Au milieu des années 1920, de petits appareils portables, comme le Leica 33 mm, arrivèrent sur le marché. Dotés d'un objectif qui permettait des temps de pose très courts, ces appareils se prêtèrent ensuite à l'utilisation de films à développement rapide. À partir de 1925, le bélinographe permit la transmission des photos à distance ; le recours à ce procédé de transmission télégraphique et téléphonique – mis au point par le Français Édouard Belin (1876-1963) – donna l'occasion à Paris-Soir de réaliser un « scoop » resté célèbre : le 9 octobre 1934 le quotidien parvint à sortir une édition spéciale où figurait la photo, prise à Marseille à peine une heure plus tôt, du roi Alexandre de Yougoslavie et du ministre français des Affaires étrangères assassinés. Dès lors, le photographe put faire office de reporter, et présenter des récits imagés si éloquents que le texte en devenait presque superflu, les mots ne servant plus qu'à mettre un nom sur des personnes ou des lieux.
Essor du photojournalisme
Le photojournalisme prit son essor. En France, en 1928, Lucien Vogel lança Vu, un hebdomadaire d'information entièrement illustré de photographies. Les quotidiens eux-mêmes, tel Paris-Soir, furent bientôt conçus pour être vus autant que lus, avec une mise en pages aguicheuse. Certains des photographes européens qui s'étaient distingués dans cette nouvelle presse périodique – Erich Salomon, Alfred Eisenstaedt, André Kertész, parmi d'autres – émigrèrent aux États-Unis, où ils entrèrent à Life et à Look, magazines illustrés fondés respectivement en 1936 et en 1937. Ces titres – tout comme Picture Post en Angleterre – connurent des tirages élevés, avant de péricliter après que la télévision eut banalisé les images d'actualité. D'autres surent se moderniser : ainsi, Paris-Match, hebdomadaire fondé en 1949 par Jean Prouvost (qui avait racheté Paris-Soir en 1930), retrouva le succès sous le contrôle de Daniel Filipacchi, avec pour devise : « Le poids des mots, le choc des photos. »

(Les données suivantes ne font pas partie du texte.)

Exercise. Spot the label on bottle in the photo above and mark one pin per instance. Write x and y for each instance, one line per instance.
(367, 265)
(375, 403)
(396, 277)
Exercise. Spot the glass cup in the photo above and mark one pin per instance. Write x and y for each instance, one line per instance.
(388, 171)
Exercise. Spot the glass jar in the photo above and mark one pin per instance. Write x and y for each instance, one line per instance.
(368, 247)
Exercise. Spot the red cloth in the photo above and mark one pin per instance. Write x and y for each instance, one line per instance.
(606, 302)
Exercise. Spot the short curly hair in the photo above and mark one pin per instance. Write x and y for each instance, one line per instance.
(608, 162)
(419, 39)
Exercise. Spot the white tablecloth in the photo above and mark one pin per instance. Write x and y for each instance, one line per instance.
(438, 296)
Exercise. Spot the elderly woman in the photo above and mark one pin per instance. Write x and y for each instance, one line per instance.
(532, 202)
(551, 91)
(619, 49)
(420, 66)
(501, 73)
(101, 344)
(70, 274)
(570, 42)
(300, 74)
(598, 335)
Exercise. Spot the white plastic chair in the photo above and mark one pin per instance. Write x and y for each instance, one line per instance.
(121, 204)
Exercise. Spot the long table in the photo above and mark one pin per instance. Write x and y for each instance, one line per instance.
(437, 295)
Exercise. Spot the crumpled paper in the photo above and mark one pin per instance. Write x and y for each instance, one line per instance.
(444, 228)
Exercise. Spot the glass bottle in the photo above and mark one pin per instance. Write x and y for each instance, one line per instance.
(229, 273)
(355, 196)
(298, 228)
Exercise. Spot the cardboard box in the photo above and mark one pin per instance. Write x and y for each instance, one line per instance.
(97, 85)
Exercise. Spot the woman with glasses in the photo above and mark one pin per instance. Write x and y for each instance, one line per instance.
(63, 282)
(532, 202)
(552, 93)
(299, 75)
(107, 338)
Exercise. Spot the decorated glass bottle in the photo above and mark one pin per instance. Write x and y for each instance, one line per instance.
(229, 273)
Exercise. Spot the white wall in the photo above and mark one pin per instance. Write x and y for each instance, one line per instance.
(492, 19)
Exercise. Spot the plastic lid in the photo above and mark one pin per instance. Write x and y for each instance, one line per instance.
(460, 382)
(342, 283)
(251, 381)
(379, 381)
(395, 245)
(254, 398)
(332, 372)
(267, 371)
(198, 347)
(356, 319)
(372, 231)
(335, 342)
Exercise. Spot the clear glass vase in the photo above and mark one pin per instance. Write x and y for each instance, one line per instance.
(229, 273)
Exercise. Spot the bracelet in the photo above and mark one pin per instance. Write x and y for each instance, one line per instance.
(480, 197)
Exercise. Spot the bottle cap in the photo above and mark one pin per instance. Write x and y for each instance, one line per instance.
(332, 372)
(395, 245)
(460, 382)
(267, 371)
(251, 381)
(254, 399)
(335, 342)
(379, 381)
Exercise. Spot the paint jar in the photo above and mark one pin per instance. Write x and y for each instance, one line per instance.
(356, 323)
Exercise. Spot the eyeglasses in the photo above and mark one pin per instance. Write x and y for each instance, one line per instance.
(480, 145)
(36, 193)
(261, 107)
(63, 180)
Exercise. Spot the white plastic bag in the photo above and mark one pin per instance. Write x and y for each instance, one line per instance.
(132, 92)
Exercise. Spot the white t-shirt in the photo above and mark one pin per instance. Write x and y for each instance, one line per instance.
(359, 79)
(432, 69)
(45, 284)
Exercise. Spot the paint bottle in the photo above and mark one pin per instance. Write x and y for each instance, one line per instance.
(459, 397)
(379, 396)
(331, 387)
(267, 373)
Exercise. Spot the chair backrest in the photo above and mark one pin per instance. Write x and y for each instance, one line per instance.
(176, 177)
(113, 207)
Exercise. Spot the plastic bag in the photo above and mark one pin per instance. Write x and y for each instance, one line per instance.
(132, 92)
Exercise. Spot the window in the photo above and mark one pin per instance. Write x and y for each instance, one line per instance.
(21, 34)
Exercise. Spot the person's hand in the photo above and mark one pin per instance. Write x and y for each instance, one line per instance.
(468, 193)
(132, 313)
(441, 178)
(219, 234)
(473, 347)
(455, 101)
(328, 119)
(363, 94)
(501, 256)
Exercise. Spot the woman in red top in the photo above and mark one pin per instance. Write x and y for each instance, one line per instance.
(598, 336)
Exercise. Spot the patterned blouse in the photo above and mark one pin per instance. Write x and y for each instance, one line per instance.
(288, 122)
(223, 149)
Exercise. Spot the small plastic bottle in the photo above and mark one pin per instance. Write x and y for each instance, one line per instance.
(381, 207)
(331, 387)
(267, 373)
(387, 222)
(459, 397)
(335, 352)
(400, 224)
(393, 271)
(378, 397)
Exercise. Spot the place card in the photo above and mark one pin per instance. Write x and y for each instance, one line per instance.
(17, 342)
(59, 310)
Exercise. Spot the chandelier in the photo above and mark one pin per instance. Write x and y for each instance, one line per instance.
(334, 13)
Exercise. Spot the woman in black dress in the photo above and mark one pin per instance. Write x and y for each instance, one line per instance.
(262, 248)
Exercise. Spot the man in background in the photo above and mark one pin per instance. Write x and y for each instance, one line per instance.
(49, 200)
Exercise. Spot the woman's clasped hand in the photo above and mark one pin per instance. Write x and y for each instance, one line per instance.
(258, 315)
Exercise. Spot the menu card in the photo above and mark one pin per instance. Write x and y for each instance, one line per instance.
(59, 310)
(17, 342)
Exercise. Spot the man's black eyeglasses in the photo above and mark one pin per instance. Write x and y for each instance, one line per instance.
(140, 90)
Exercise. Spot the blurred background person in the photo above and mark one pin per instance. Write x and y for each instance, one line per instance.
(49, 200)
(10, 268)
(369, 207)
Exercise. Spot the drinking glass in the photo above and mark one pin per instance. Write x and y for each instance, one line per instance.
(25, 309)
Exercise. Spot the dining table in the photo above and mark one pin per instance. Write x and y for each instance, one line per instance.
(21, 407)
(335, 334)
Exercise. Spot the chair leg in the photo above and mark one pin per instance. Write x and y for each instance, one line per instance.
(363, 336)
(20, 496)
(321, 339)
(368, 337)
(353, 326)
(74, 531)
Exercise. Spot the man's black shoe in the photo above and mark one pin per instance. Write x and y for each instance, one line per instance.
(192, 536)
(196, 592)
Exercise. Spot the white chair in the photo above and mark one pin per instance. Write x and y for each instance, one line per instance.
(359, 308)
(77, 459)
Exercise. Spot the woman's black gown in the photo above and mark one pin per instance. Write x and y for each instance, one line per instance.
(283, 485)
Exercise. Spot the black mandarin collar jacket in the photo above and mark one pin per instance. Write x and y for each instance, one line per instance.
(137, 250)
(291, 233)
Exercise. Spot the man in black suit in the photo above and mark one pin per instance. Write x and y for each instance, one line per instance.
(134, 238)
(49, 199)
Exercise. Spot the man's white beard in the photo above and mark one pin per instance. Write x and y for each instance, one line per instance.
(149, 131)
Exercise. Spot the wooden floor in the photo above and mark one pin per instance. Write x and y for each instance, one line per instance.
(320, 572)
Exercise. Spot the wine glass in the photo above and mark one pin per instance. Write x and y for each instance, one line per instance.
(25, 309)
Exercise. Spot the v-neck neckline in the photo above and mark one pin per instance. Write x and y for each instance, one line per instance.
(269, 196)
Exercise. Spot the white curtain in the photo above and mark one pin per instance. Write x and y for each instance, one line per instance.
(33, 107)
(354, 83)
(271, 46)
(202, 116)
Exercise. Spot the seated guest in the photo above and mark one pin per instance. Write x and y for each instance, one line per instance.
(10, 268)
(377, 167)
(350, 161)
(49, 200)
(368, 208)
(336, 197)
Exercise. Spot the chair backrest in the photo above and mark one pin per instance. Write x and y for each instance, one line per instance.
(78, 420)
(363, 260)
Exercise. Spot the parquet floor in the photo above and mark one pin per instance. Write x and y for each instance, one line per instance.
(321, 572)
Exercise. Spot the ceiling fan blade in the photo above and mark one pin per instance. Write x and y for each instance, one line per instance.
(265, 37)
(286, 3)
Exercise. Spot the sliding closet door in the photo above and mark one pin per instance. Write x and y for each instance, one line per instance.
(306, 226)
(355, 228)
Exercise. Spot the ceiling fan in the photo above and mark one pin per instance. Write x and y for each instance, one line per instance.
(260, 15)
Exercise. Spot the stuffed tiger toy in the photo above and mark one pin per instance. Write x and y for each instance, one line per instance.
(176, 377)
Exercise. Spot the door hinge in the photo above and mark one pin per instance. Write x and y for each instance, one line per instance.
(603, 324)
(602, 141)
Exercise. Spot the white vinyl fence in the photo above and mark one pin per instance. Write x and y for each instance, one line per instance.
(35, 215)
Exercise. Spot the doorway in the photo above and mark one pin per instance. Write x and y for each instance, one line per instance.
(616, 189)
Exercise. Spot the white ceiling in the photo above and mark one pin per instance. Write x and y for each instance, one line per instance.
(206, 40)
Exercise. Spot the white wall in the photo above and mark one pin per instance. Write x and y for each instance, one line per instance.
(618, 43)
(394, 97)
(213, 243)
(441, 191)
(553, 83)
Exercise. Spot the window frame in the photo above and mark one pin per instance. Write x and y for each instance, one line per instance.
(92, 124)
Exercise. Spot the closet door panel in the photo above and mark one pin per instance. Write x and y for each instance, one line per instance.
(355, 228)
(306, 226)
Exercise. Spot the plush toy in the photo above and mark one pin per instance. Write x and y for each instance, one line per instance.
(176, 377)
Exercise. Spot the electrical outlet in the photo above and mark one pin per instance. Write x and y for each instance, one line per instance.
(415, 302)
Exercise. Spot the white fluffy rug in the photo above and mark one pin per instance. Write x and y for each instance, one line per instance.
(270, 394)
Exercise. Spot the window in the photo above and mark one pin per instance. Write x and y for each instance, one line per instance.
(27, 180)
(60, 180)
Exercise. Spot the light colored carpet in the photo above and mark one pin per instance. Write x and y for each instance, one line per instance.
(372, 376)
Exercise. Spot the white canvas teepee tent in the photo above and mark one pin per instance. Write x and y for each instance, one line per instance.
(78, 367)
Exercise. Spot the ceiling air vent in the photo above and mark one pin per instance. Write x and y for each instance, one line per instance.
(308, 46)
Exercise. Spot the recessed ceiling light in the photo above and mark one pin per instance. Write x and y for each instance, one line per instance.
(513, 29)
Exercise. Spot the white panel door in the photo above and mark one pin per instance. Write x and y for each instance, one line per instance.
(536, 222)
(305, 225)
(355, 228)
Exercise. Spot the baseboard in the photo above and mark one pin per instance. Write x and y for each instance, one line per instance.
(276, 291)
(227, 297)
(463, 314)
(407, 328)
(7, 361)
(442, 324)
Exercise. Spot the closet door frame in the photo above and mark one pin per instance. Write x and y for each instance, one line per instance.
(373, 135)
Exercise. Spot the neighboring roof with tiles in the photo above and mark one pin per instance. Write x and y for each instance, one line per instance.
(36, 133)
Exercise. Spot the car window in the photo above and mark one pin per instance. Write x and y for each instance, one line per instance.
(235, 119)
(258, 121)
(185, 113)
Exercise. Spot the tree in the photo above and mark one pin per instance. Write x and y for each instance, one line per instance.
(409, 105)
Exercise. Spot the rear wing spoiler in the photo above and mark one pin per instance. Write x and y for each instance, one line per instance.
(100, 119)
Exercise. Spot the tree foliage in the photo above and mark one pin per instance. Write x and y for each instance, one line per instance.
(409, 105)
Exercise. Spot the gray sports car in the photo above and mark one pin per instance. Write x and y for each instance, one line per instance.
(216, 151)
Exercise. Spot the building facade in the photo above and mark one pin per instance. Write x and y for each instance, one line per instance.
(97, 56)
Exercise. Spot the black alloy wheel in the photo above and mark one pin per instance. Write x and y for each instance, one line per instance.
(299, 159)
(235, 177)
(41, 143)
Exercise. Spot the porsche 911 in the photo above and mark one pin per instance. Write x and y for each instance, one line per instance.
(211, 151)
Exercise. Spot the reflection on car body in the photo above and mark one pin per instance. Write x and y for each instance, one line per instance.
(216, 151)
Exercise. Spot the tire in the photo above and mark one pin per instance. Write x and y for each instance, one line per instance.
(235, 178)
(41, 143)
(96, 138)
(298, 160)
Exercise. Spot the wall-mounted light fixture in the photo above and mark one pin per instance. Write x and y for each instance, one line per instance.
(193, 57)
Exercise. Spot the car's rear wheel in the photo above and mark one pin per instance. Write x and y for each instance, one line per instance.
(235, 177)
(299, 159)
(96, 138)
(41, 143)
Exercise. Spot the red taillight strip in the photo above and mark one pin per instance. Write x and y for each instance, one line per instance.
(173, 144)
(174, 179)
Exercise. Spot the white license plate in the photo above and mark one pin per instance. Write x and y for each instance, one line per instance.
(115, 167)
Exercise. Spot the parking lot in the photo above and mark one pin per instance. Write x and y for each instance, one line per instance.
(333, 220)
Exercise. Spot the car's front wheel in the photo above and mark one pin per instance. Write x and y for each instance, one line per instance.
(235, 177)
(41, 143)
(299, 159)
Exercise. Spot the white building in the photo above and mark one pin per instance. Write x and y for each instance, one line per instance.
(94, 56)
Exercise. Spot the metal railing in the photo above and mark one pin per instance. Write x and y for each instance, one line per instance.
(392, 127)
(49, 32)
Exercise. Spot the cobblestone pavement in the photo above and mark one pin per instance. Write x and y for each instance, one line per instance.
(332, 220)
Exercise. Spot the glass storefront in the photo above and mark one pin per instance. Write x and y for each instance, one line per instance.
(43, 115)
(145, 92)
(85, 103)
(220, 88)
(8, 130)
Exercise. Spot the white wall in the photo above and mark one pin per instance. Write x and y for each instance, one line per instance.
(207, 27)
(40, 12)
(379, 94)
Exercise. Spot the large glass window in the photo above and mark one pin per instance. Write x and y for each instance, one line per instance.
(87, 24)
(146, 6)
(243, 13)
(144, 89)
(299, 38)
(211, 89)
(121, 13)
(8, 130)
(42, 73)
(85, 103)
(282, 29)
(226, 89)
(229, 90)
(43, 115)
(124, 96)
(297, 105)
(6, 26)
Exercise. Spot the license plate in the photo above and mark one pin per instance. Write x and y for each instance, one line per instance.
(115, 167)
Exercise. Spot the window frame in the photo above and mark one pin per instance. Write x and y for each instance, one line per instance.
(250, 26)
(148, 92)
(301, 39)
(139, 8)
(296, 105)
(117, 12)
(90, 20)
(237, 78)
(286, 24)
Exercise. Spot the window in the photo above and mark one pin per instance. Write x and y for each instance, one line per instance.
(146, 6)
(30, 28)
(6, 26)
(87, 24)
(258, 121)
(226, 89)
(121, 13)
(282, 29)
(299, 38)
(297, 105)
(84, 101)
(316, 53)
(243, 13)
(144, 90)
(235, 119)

Au cours des années 1930, les photos de la guerre civile espagnole prises par le Hongrois Robert Capa et le Français Henri Cartier-Bresson marquèrent les esprits. « La photo est une petite arme pour changer le monde », déclara Cartier-Bresson. Ces deux photographes novateurs fondèrent, avec d'autres, l'agence Magnum en 1947. Avec la Seconde Guerre mondiale, puis avec la guerre froide, on prit pleinement conscience du fait que le photojournalisme permettait tout à la fois d'enregistrer, de mettre en scène, de démontrer – et aussi de manipuler – l'information. En France, ce fut l'image de Pétain serrant la main de Hitler à Montoire, en octobre 1940, qui marqua les esprits, bien plus que les commentaires qui l'accompagnèrent.
Après 1945, le photojournalisme s'internationalisa encore davantage, à la mesure des conflits qu'il eut à couvrir, en Afrique, au Viêt-nam ou ailleurs. Dans les années 1960 et 1970, des agences spécialisées dans la photographie d'actualité se créèrent, à Paris essentiellement (Gamma, Sipa, Sygma). En trois ans et sept reportages chocs, Gilles Caron lança l'agence Gamma, couvrit la guerre israélo-arabe des Six-Jours (1967), immortalisa les événements de mai 1968, étonna ses confrères par sa prescience et son ubiquité… avant de disparaître au Cambodge en 1970.